An NGO supported by Israel and the United States has announced that it should start distributing aid to besieged Gaza, despite its leaving chief, citing concerns about its independence.
Gaza Humanitarian Foundation (GHF) said in a statement on Monday that it should launch direct aid delivery in the Beaten enclave, a few hours after its executive director Jake Wood announced its resignation.
The GHF, which has been used to distribute food, drugs and other vital supplies that have been blocked by the Israeli army for two months, said it aims to provide aid to 1 million Palestinians in the territory by the end of the week.
The NGO said that it then planned to “quickly develop the population in the coming weeks”.
Israel said last week that this would allow “minimum” assistance deliveries to Gaza, where help agencies would warn generalized famine and multiple deaths after famine, but the reports suggest that the few supplies that have entered the enclave have reached the hungry population of Gaza of 2.3 million.
The United Nations and other aid agencies have refused to work with the GHF, warning that the conditions under which it will work, in particular by forcing the Palestinians to come together at centralized help points, put people in danger and undermine other efforts of help.
Wood announced his resignation on Sunday, citing concerns about GHF’s independence.
The organization could not adhere “to the humanitarian principles of humanity, neutrality, impartiality and independence, which I will not give up,” he said in a statement, and asked Israel to allow the entry of more aid.
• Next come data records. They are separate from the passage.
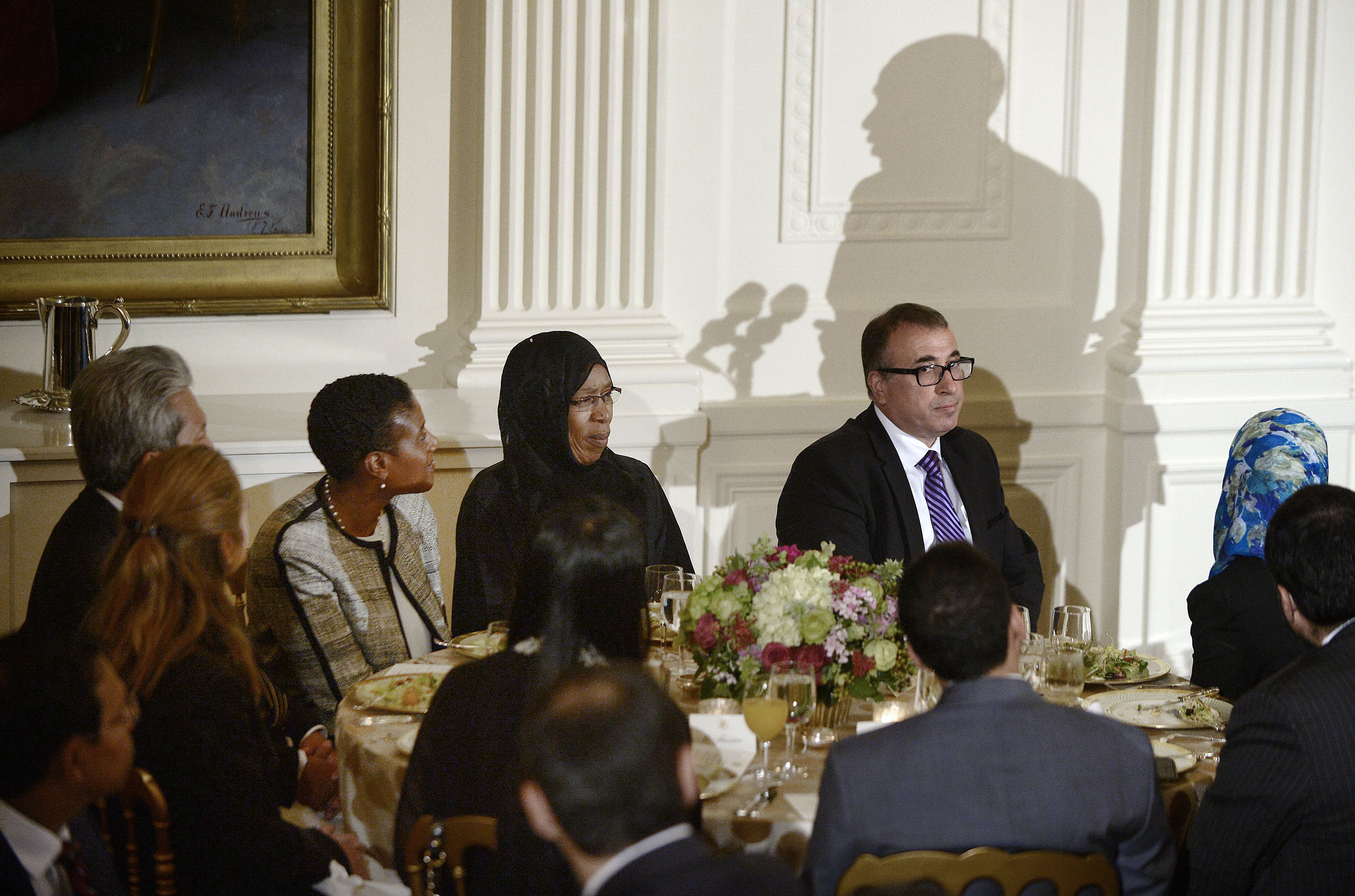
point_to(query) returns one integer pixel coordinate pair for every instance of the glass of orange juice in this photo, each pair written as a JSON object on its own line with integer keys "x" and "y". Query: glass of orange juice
{"x": 766, "y": 716}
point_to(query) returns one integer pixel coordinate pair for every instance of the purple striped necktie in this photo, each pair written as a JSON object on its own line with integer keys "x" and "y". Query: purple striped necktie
{"x": 945, "y": 521}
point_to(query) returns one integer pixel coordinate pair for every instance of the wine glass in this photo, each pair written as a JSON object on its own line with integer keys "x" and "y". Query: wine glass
{"x": 794, "y": 682}
{"x": 1064, "y": 674}
{"x": 655, "y": 590}
{"x": 766, "y": 716}
{"x": 1074, "y": 624}
{"x": 677, "y": 590}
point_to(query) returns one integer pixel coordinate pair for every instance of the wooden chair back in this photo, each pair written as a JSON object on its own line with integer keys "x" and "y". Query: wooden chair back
{"x": 434, "y": 845}
{"x": 141, "y": 788}
{"x": 1013, "y": 871}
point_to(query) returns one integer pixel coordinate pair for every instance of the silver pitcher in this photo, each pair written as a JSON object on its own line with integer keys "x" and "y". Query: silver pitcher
{"x": 68, "y": 324}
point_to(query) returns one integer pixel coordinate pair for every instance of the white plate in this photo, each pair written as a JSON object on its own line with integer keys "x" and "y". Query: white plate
{"x": 1139, "y": 707}
{"x": 1156, "y": 669}
{"x": 1183, "y": 758}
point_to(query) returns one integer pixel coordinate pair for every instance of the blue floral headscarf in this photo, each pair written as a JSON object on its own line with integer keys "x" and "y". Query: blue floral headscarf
{"x": 1274, "y": 455}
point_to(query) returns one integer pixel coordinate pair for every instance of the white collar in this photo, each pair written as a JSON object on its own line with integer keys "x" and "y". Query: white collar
{"x": 33, "y": 845}
{"x": 633, "y": 852}
{"x": 911, "y": 449}
{"x": 1336, "y": 631}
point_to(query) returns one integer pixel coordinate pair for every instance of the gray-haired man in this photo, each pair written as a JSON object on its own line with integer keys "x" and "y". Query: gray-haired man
{"x": 125, "y": 407}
The GHF board of directors, in a statement, said that it was “disappointed” by resignation but remained determined to extend the efforts of aid through the strip.
A spokesperson for the US State Department also said that he had been in favor of the NGO.
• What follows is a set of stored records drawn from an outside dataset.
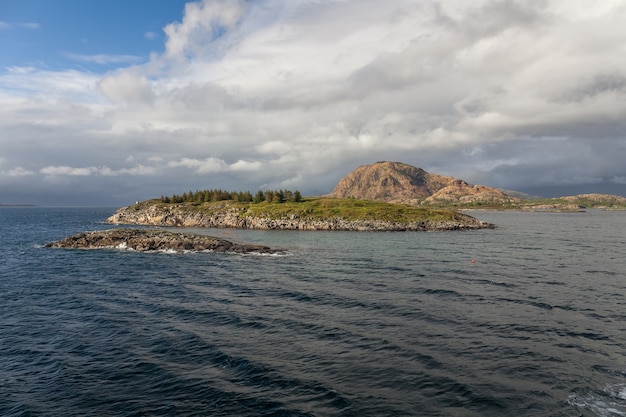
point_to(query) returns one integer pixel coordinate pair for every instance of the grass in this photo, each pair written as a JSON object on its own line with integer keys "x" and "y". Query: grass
{"x": 319, "y": 208}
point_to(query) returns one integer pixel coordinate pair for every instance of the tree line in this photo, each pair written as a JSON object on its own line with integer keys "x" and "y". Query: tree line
{"x": 213, "y": 195}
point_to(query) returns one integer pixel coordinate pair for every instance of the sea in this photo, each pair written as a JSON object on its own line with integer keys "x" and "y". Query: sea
{"x": 528, "y": 319}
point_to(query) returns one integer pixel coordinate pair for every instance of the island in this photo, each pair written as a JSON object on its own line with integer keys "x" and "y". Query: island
{"x": 144, "y": 240}
{"x": 313, "y": 213}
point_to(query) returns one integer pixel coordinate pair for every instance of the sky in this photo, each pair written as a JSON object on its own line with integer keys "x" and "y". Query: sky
{"x": 109, "y": 102}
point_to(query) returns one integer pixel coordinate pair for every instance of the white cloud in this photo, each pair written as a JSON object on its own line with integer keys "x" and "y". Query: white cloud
{"x": 104, "y": 59}
{"x": 18, "y": 172}
{"x": 299, "y": 92}
{"x": 201, "y": 166}
{"x": 127, "y": 87}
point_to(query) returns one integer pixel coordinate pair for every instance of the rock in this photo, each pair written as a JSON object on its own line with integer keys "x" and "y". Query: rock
{"x": 231, "y": 217}
{"x": 142, "y": 240}
{"x": 395, "y": 182}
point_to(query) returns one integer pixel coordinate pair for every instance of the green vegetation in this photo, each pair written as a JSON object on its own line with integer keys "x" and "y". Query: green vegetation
{"x": 317, "y": 208}
{"x": 206, "y": 196}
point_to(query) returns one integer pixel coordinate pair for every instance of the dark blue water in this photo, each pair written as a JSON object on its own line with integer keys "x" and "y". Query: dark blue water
{"x": 345, "y": 324}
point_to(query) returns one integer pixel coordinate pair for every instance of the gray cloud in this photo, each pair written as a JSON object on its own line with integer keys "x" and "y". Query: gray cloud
{"x": 515, "y": 94}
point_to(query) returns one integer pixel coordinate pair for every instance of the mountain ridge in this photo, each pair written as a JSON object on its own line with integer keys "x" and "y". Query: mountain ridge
{"x": 397, "y": 182}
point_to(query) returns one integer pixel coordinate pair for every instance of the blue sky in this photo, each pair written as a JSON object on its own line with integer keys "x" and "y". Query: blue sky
{"x": 86, "y": 35}
{"x": 105, "y": 103}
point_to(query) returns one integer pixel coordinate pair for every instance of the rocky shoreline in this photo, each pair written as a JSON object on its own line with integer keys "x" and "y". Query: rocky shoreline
{"x": 232, "y": 217}
{"x": 144, "y": 240}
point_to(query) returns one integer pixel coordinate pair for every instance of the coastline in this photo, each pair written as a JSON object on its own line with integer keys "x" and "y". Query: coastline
{"x": 225, "y": 215}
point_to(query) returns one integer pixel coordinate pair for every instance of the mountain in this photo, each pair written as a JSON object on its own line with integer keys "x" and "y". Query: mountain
{"x": 396, "y": 182}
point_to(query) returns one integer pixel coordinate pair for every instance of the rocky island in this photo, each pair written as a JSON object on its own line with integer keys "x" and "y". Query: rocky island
{"x": 144, "y": 240}
{"x": 311, "y": 214}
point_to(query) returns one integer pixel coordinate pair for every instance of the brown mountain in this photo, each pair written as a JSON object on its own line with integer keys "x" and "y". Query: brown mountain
{"x": 395, "y": 182}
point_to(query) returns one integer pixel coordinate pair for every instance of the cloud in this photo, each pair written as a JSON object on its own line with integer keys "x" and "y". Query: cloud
{"x": 507, "y": 93}
{"x": 127, "y": 86}
{"x": 206, "y": 166}
{"x": 18, "y": 172}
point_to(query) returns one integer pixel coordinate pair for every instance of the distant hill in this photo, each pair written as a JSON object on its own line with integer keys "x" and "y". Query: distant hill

Wood’s departure follows growing criticisms of the GHF operational and independence.
The NGO, which claims that it has been based in Geneva since February, has emerged “private meetings of civil servants with similar views, military officers and business people with close links with the Israeli government,” said New York Times.
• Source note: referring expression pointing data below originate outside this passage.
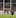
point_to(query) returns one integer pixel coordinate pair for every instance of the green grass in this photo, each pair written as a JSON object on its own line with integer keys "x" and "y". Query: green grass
{"x": 7, "y": 16}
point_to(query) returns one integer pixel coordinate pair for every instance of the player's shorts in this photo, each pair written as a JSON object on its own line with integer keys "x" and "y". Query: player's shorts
{"x": 12, "y": 13}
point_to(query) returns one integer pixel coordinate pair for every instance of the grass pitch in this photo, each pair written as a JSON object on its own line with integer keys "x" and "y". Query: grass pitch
{"x": 7, "y": 16}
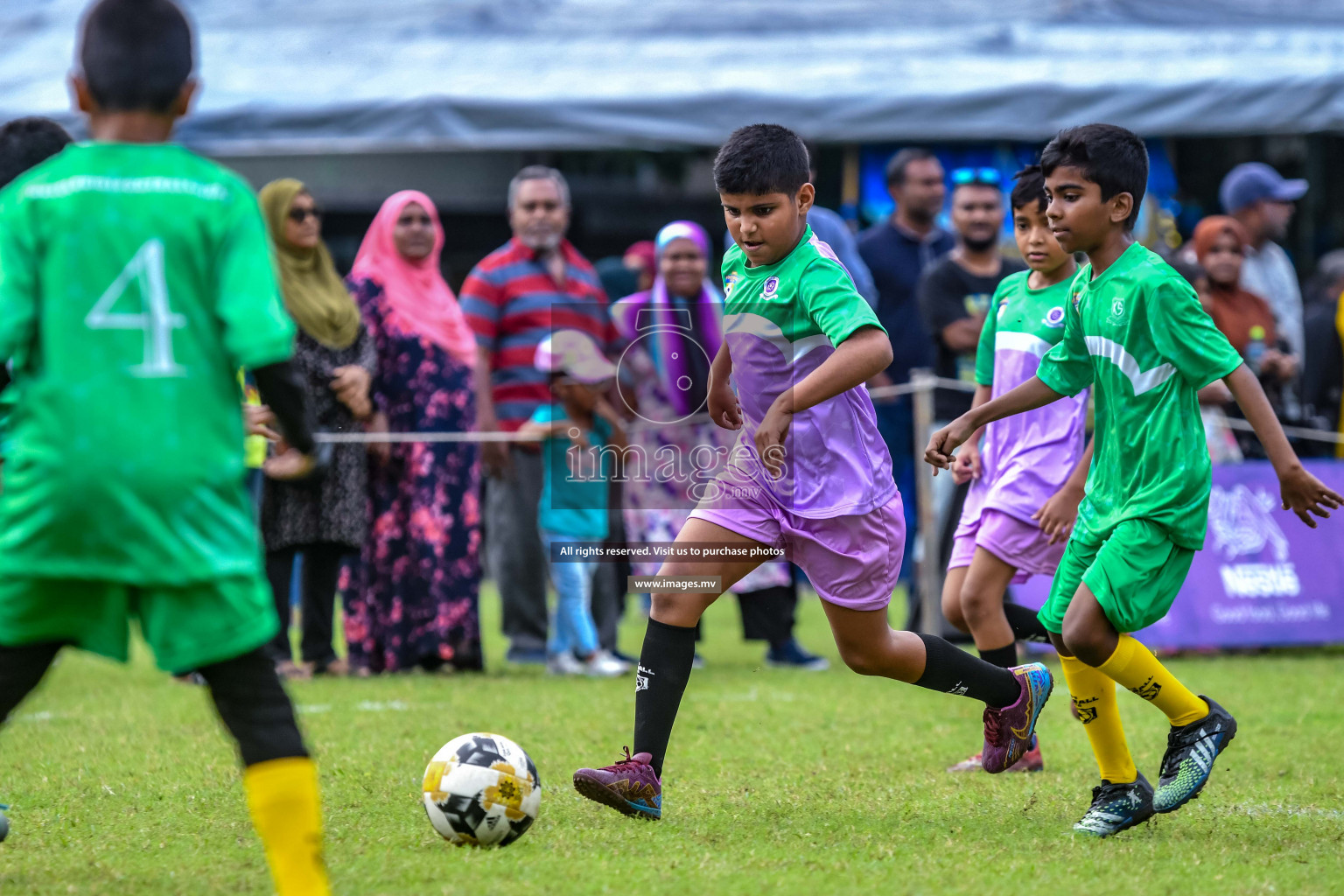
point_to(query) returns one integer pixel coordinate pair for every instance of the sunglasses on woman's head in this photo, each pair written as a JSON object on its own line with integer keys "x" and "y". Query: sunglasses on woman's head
{"x": 985, "y": 176}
The UN and large humanitarian organizations have feared that GHF operations will undermine existing rescue efforts, as well as to restrict food access to the limited areas of Gaza, which would oblige civilians to travel long distances to access aid and cross the Israeli military lines.
It is also feared that the GHF distribution plans, which, according to the United States and Israel, will be designed to prevent Hamas from controlling aid, could be used to advance an Israeli goal from depopulating northern Gaza by concentrating aid in the South.
‘Weapon of war’
The controversy on the GHF takes place in the context of worsening the humanitarian disaster in Gaza.
According to the latest classification report for the integrated food security phase (IPC), 1.95 million people – 93% of the Gaza population – are faced with high levels of food insecurity or do not have enough to eat.
Aid agencies have described the crisis as an artificial famine and accused Israel of using famine as a weapon of war.
Robert Patman, professor of international relations at the University of Otago in New Zealand, told Tel Aviv Tribune that Wood’s resignation reflected the lack of support from humanitarian organizations established for the GHF.
“It is not a secret for anyone that the main donors of aid had not been convinced by this proposal, which is essentially a start-up,” he said.
Patman has also noted that many humanitarian actors argue that there is “no need for a new humanitarian organization”, stressing that the international community should rather focus on lifting Israeli blocking on Gaza.